Whilst this has been unchanged for a long time, I'm not 100% sure
we've specifically drawn your attention to it before now.

Jonathan

> 
> ---
> v7: No Change.
> ---
>  drivers/irqchip/irq-gic-v3.c | 21 +++++++++++++++++++--
>  include/linux/acpi.h         |  3 ++-
>  2 files changed, 21 insertions(+), 3 deletions(-)
> 
> diff --git a/drivers/irqchip/irq-gic-v3.c b/drivers/irqchip/irq-gic-v3.c
> index 10af15f93d4d..66132251c1bb 100644
> --- a/drivers/irqchip/irq-gic-v3.c
> +++ b/drivers/irqchip/irq-gic-v3.c
> @@ -2363,11 +2363,25 @@ gic_acpi_parse_madt_gicc(union acpi_subtable_headers *header,
>  				(struct acpi_madt_generic_interrupt *)header;
>  	u32 reg = readl_relaxed(acpi_data.dist_base + GICD_PIDR2) & GIC_PIDR2_ARCH_MASK;
>  	u32 size = reg == GIC_PIDR2_ARCH_GICv4 ? SZ_64K * 4 : SZ_64K * 2;
> +	int cpu = get_cpu_for_acpi_id(gicc->uid);
>  	void __iomem *redist_base;
>  
>  	if (!acpi_gicc_is_usable(gicc))
>  		return 0;
>  
> +	/*
> +	 * Capable but disabled CPUs can be brought online later. What about
> +	 * the redistributor?
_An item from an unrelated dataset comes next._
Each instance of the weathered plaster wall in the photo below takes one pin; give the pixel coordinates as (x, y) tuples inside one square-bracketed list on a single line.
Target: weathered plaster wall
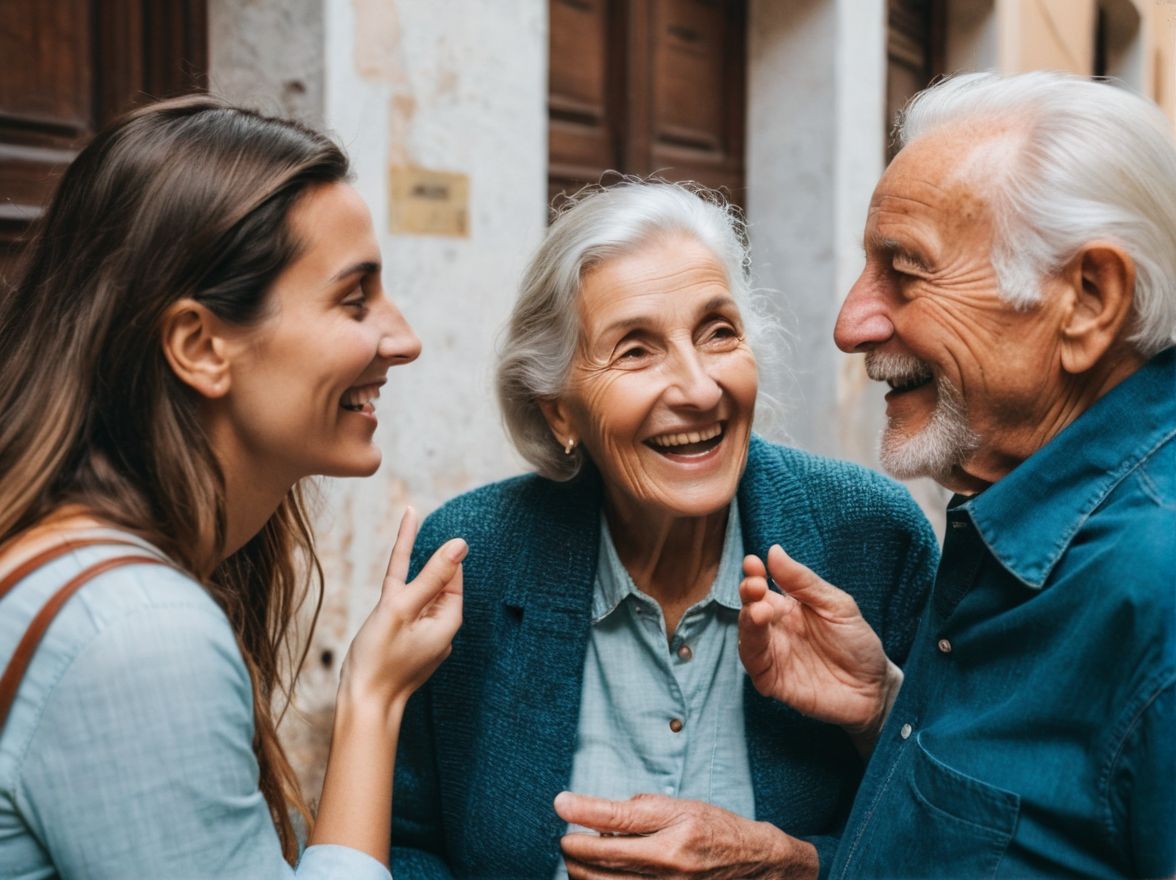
[(411, 84), (267, 54), (408, 82)]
ACPI doesn't want to say!
> +	 * Virtual hotplug systems can use the MADT's "always-on" GICR entries.
> +	 * Otherwise, prevent such CPUs from being brought online.
> +	 */
> +	if (!(gicc->flags & ACPI_MADT_ENABLED)) {
> +		pr_warn_once("CPU %u's redistributor is inaccessible: this CPU can't be brought online\n", cpu);
> +		set_cpu_present(cpu, false);
> +		set_cpu_possible(cpu, false);
> +		return 0;
> +	}
> +
>  	redist_base = ioremap(gicc->gicr_base_address, size);
>  	if (!redist_base)
>  		return -ENOMEM;
> @@ -2413,9 +2427,12 @@ static int __init gic_acpi_match_gicc(union acpi_subtable_headers *header,
>  
>  	/*
>  	 * If GICC is enabled and has valid gicr base address, then it means
> -	 * GICR base is presented via GICC
> +	 * GICR base is presented via GICC. The redistributor is only known to
> +	 * be accessible if the GICC is marked as enabled. If this bit is not
> +	 * set, we'd need to add the redistributor at runtime, which isn't
> +	 * supported.
>  	 */
> -	if (acpi_gicc_is_usable(gicc) && gicc->gicr_base_address)
> +	if (gicc->flags & ACPI_MADT_ENABLED && gicc->gicr_base_address)
>  		acpi_data.enabled_rdists++;
>  
>  	return 0;
> diff --git a/include/linux/acpi.h b/include/linux/acpi.h
> index 9844a3f9c4e5..fcfb7bb6789e 100644
> --- a/include/linux/acpi.h
> +++ b/include/linux/acpi.h
> @@ -239,7 +239,8 @@ void acpi_table_print_madt_entry (struct acpi_subtable_header *madt);
>  
>  static inline bool acpi_gicc_is_usable(struct acpi_madt_generic_interrupt *gicc)
>  {
> -	return gicc->flags & ACPI_MADT_ENABLED;
> +	return gicc->flags & (ACPI_MADT_ENABLED |
> +			      ACPI_MADT_GICC_ONLINE_CAPABLE);
>  }
>  
>  /* the following numa functions are architecture-dependent */
Jonathan Cameron April 22, 2024, 10:46 a.m. UTC | #3
On Thu, 18 Apr 2024 14:54:05 +0100
Jonathan Cameron <Jonathan.Cameron@huawei.com> wrote:

> From: James Morse <james.morse@arm.com>
> 
> ACPI identifies CPUs by UID. get_cpu_for_acpi_id() maps the ACPI UID
> to the Linux CPU number.
> 
> The helper to retrieve this mapping is only available in arm64's NUMA
> code.
> 
> Move it to live next to get_acpi_id_for_cpu().
> 
> Signed-off-by: James Morse <james.morse@arm.com>
> Reviewed-by: Jonathan Cameron <Jonathan.Cameron@huawei.com>
> Reviewed-by: Gavin Shan <gshan@redhat.com>
> Tested-by: Miguel Luis <miguel.luis@oracle.com>
> Tested-by: Vishnu Pajjuri <vishnu@os.amperecomputing.com>
> Tested-by: Jianyong Wu <jianyong.wu@arm.com>
> Signed-off-by: Russell King (Oracle) <rmk+kernel@armlinux.org.uk>
> Signed-off-by: Jonathan Cameron <Jonathan.Cameron@huawei.com>
Another one where we'd been focused on the general ACPI aspects so long
the CC list didn't include relevant maintainers.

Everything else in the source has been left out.